Rogers is a firm believer that conquering Comrades is all about overcoming a psychological barrier and once that has been dealt with, it becomes a magical experience and journey.

“For many runners, just the thought of taking on nearly 90 km destroys them, long before race day arrives,” he said. “They get so caught up in hearing everyone else’s war stories on what could go wrong, the excruciating pain and all the negative talk, they do more harm than good in their preparation, trying to cover so many bases and arriving at the start nothing short of being a nervous wreck.

“They need to prepare adequately, listen to their bodies and do what is comfortable for them.”

As a veteran of 45 finishes, Rogers has a point. He has three gold medals to his name, earned at the height of his powers in 1974 (7th), 1975 (6th) and 1976 (3rd). In those days, there was no state-of-the-art technology or too many so-called proven scientific facts to hamper his mindset as race day approached.

“It was just pure hard work to progress from an average finisher to a front runner. Every opportunity to run and log extra miles was taken and I sometimes ran twice a day, either to or from work, with a time trial thrown in,” he said.

“It was all about endurance and with a bunch of fellow runners, we would put in up to 800 to 900 kilometres a month over four to five months, getting used to distance and building up to a comfortable pace which the body got used to.

“Then, come Comrades race day, we were in good shape to tackle what lay ahead. It was nothing new to us or our bodies.”

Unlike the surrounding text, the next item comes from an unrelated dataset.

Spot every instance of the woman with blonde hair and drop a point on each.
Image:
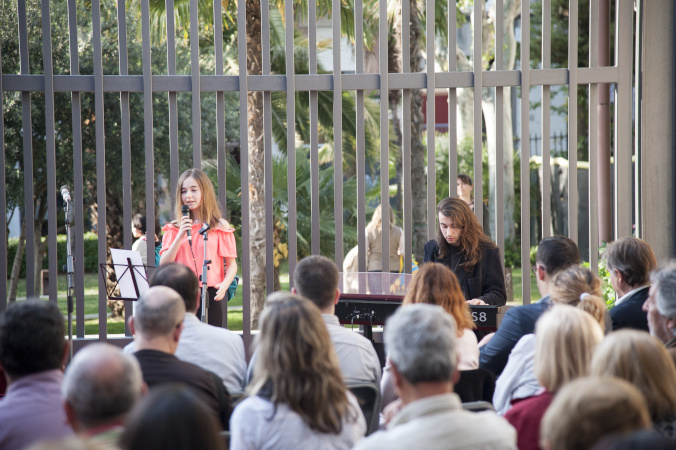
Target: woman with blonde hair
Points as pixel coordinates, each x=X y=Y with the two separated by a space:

There was no special energy drink either for Rogers and he survived on Sprite or Coke and water with a touch of salt thrown in. “We survived on what we knew worked for us. At times, people were horrified at how little we drank on the run, but it worked for me.”

With so much running under his belt, it’s natural for Rogers’s body to lodge a complaint somewhere along the line and in 2003, he took note of a dodgy hip.

“I saw a top-class bloke who did a hip resurfacing procedure for me as opposed to a hip replacement. It was like going from a mini to a Rolls Royce and I have knocked up seven Comrades and about 40 000 km with no hassle,” he said.

Asked whether he preferred the up or down run, Rogers gave an answer that made perfect sense. “When you are strong and have done the right training, the up run is easier and better. But, like me, when you become an old jalopy, it becomes far easier to go downhill,” he said.

Having run with and witnessed some of the Comrades greats through the years, Rogers is adamant who he considers his best of the lot.

“For me, it remains Derek Preiss, winner in 1974/75 and still the only runner to win Comrades and Two Oceans in the same year,” he said. “He was phenomenal. He was young (21 when he won in 1974), strong and had legs like pistons. Physically he was awesome but mentally, he had big match temperament while running but could not handle the pressure out of running.

“It was a pity as he no doubt could have won more Comrades and been a true great, but what he did achieve will live with me forever.”

Rogers recounted an incident that indicates how good Preiss really was. “We trained a lot together and we had done a 65 km run one Saturday morning and I was finished. No sooner had I arrived home when Derek phones and says we have a cross country commitment that afternoon,” said Rogers.

“Off I go, the last thing I want as I am still sore and tender, to do the 12 km. Lo and behold, I am in about seventh place when Derek pops up on the sideline to cheer me on to score points for our club, Westville. He had won the race and said he felt a little tired but okay.”

Manie Kuhn, winner in 1967 and Dave Bagshaw, three-time winner (1969-71) also get the nod from Rogers who points out that in that era, there was no professionalism, with runners holding down a job and finding their own time to train.

“It’s been a tremendous ride with some way to go still. My wife Wendy has been with me through all my Comrades runs and so has my family in latter years, and for the moment, I can remember how many years we have been married as that is how many Comrades medals I hope to have by Sunday night — 46,” said Rogers.